The only thing that sets of a vague alarm bell is the scenario she keeps setting up wherein you have to rescue her. Does she have any issues with your wife or with the teacher? Maybe another kid giving her a rough time? These things are usually harmless, but sometimes when kids pretend, there is an element of real life fears or anxieties involved. Perhaps the next time you play that game with her, you can ask if there is anything she’s afraid of or worried about.

This isn’t even the tiniest bit weird. Like, on a weird scale of 1 to 100, this doesn’t even rate a 1.

Kids are SUPPOSED to play pretend games. It’s a crucial part of their development. One of the questions they ask you at the health check-up for three-year-olds is ‘Does she play pretend games?’ If the answer’s no, they worry.

My five-year-old and her classmates spend almost every second of their break-times playing pretend games. Then she has playdates, which are spent playing pretend games. Mostly they’re not animals any more, but there are definitely times when they’re cats or dogs or bunnies.

Playing the same game over and over is totally normal, too.

And the thing where one game she liked didn’t work for the other kids? This is normal. At that age, kids are learning to swap games and imaginary worlds. My kid and her friends do it all the time. Sometimes it doesn’t work (‘No one wanted to play X!’) and then they adapt around that - explain the game better, or find another one to offer, or join in someone else’s instead. Again, this is a crucial step in learning social skills. You really don’t want to squash that process.

And the rescue thing doesn’t strike me as weird at all, either. At that age kids are starting to work with the basic narrative arc of fairy tales and other stories: there’s a main character, something puts the main character in jeopardy, the main character is saved. It makes them feel more in control of a world which they’re starting to realise does contain dangers. It doesn’t have to be about any specific anxiety or fear - just trying to come to terms with an expanding world. I would probably try to move slightly towards a story arc in which Baby Cat/Dog plays some role in rescuing itself, rather than simply being rescued, but no big deal if that didn’t take.

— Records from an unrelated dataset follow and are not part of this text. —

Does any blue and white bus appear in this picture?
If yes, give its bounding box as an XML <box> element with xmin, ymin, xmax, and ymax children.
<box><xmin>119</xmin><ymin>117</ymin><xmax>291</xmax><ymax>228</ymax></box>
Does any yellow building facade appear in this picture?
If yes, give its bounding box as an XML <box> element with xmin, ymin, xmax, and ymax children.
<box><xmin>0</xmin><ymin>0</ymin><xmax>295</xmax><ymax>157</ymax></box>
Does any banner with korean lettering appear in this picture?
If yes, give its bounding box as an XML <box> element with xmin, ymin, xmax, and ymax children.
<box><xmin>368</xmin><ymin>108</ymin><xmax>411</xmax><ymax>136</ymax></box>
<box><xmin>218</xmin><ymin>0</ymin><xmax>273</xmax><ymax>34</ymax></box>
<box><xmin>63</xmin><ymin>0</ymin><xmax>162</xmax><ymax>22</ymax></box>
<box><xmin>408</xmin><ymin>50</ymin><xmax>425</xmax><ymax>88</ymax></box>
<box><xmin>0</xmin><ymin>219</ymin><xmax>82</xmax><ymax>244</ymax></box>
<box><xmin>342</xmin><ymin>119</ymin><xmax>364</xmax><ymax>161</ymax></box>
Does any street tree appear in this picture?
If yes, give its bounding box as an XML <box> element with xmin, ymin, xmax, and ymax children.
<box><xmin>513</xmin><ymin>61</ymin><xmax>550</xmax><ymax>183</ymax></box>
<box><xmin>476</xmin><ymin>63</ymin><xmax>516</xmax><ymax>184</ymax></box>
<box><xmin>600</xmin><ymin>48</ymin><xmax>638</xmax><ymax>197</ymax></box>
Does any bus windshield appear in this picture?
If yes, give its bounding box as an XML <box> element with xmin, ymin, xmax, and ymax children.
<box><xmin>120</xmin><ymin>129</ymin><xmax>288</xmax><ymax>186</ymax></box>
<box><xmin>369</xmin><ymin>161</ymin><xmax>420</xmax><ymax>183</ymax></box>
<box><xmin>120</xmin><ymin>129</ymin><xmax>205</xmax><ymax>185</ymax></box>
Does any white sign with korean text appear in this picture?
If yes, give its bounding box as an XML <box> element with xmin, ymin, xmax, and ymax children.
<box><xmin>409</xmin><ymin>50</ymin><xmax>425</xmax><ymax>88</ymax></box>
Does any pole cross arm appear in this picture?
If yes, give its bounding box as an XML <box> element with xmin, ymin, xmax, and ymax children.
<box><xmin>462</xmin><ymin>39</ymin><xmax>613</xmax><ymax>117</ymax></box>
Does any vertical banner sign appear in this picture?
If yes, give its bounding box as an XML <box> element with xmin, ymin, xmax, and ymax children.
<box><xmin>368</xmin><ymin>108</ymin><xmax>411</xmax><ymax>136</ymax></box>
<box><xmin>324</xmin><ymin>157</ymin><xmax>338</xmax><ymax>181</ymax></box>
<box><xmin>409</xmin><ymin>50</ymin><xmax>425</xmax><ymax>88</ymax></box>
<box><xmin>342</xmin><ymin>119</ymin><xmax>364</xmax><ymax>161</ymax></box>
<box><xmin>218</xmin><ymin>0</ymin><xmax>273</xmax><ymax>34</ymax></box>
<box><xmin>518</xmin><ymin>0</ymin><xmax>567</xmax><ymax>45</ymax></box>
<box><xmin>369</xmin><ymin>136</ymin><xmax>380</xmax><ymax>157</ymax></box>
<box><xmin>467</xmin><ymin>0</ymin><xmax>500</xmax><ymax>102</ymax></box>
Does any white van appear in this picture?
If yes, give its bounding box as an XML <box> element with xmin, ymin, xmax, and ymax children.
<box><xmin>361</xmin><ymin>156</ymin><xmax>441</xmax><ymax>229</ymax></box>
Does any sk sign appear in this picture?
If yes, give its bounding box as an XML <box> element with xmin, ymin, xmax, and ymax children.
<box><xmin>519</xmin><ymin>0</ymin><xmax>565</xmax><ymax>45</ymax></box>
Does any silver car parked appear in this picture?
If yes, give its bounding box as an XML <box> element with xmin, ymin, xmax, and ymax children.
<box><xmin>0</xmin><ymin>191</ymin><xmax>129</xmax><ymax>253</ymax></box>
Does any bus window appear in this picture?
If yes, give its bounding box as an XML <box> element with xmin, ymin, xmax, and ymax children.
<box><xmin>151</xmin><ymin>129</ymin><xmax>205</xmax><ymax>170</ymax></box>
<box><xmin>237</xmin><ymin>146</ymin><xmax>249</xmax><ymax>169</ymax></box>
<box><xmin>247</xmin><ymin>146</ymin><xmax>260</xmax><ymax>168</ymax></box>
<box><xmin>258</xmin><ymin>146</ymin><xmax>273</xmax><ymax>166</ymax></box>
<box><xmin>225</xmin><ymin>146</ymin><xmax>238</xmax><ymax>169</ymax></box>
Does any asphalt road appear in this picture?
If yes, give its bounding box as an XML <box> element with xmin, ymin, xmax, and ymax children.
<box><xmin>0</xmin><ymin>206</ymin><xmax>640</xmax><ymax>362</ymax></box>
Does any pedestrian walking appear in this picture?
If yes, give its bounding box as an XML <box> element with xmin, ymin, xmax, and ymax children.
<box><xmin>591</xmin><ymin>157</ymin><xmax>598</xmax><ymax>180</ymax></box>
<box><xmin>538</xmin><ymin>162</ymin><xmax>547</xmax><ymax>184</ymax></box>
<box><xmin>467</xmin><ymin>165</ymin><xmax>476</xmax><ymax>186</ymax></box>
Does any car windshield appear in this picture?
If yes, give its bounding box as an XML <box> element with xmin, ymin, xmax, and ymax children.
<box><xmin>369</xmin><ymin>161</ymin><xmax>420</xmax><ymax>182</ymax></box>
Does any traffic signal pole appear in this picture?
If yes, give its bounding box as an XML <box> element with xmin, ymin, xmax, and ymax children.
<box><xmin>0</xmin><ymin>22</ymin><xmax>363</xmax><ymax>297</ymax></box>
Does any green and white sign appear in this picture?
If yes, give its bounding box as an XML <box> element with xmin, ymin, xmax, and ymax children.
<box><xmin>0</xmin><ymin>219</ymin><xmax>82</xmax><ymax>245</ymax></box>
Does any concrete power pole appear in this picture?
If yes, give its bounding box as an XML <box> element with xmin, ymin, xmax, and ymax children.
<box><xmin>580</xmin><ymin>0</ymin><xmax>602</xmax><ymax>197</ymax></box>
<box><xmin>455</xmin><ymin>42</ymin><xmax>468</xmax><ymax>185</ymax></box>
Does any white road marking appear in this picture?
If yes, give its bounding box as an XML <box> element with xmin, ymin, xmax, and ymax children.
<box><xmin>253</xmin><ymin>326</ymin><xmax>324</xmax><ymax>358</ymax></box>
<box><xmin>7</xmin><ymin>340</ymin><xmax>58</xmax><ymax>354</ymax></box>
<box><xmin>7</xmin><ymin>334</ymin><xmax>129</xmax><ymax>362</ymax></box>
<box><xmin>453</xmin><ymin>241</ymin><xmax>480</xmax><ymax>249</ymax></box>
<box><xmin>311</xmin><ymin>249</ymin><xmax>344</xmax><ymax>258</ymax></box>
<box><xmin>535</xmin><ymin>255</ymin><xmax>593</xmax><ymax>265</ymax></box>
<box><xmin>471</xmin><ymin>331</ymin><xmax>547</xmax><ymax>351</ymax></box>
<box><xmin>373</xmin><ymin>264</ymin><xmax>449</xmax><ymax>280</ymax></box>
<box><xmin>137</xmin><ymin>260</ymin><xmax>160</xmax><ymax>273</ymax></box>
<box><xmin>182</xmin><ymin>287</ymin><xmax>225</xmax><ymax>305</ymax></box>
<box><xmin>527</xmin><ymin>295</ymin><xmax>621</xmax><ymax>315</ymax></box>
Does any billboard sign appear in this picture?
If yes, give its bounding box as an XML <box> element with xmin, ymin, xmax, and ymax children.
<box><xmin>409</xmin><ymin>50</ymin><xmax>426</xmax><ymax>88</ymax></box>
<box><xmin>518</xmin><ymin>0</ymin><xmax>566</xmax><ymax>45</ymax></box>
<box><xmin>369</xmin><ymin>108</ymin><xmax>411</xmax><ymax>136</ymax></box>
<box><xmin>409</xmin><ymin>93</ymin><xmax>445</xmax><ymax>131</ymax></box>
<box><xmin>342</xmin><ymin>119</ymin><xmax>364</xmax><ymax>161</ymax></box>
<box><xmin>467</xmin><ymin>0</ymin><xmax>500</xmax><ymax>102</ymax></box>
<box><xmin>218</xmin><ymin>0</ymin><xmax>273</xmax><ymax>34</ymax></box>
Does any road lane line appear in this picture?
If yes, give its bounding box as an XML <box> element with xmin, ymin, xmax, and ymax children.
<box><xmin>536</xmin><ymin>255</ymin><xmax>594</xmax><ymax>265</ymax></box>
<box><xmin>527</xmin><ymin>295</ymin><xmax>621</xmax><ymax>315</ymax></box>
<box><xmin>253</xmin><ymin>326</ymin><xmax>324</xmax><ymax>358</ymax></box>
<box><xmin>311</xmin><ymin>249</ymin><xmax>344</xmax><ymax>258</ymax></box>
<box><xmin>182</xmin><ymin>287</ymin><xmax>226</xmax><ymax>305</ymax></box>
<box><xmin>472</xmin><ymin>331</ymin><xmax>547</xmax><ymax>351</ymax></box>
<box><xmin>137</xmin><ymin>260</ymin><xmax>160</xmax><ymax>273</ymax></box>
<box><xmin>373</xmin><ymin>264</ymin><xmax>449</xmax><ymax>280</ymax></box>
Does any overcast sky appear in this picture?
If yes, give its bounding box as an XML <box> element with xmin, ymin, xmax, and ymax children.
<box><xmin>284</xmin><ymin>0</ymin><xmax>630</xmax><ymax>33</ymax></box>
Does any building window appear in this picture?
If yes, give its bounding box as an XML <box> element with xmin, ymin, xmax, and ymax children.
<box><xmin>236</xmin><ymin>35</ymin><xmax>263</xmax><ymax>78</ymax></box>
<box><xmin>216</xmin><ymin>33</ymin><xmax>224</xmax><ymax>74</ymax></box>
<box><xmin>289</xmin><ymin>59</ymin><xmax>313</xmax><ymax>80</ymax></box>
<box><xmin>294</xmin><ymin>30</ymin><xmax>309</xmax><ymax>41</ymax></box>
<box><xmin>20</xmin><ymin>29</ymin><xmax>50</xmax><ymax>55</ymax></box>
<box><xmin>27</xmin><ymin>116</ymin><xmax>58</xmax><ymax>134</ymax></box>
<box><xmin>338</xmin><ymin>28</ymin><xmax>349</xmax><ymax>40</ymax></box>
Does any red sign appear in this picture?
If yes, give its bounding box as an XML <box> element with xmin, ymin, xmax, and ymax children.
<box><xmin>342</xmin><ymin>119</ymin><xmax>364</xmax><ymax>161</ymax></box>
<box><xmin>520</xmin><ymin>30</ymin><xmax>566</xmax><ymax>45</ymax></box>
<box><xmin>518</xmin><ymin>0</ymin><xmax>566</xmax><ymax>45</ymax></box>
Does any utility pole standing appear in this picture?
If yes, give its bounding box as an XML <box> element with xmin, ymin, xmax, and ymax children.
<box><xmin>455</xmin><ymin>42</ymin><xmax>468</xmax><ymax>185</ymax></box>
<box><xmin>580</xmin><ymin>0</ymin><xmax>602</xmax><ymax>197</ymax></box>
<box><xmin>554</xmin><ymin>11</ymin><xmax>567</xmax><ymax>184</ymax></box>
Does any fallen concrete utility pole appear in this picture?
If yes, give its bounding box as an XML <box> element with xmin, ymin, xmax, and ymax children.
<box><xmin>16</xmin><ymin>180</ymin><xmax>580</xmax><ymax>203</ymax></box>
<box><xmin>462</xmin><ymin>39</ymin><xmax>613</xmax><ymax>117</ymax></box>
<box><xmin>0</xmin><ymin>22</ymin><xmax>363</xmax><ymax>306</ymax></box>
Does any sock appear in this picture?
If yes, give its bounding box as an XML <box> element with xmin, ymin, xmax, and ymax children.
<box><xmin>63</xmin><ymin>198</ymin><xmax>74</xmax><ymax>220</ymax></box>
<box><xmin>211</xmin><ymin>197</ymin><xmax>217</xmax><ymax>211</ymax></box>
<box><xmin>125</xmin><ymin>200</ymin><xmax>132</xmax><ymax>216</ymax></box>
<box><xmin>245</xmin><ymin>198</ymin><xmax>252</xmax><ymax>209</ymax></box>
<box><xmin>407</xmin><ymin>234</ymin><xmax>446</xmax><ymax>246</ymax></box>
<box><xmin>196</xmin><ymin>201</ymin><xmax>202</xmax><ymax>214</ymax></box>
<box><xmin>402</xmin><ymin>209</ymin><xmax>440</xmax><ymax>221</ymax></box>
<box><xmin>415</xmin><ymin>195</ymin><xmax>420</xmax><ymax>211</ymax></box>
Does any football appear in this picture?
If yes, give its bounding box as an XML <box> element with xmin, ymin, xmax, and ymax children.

Seriously. Everything she’s doing is standard-issue four-year-old. Just be Daddy Cat/Dog for as long as you can handle it, and then do something else.

Thanks for this. Kinda confirms my gut feeling. I don’t think my wife is bothered by the pretending, but by the possibility that other kinds might find the endless repetitions weird, and you know how it is when kids decide you’re weird. But that’s less of a problem than she thinks, I have proven proof the other kids spend the whole day playing Being Cats with her - at least the group that attended some months ago.

I don’t find it weird at all. When I was a kid I loved pretending I was a dog or horse…especially a horse. My grandma gave me an old white towel, and I would tuck it in the waistband of my pants so it was my tail.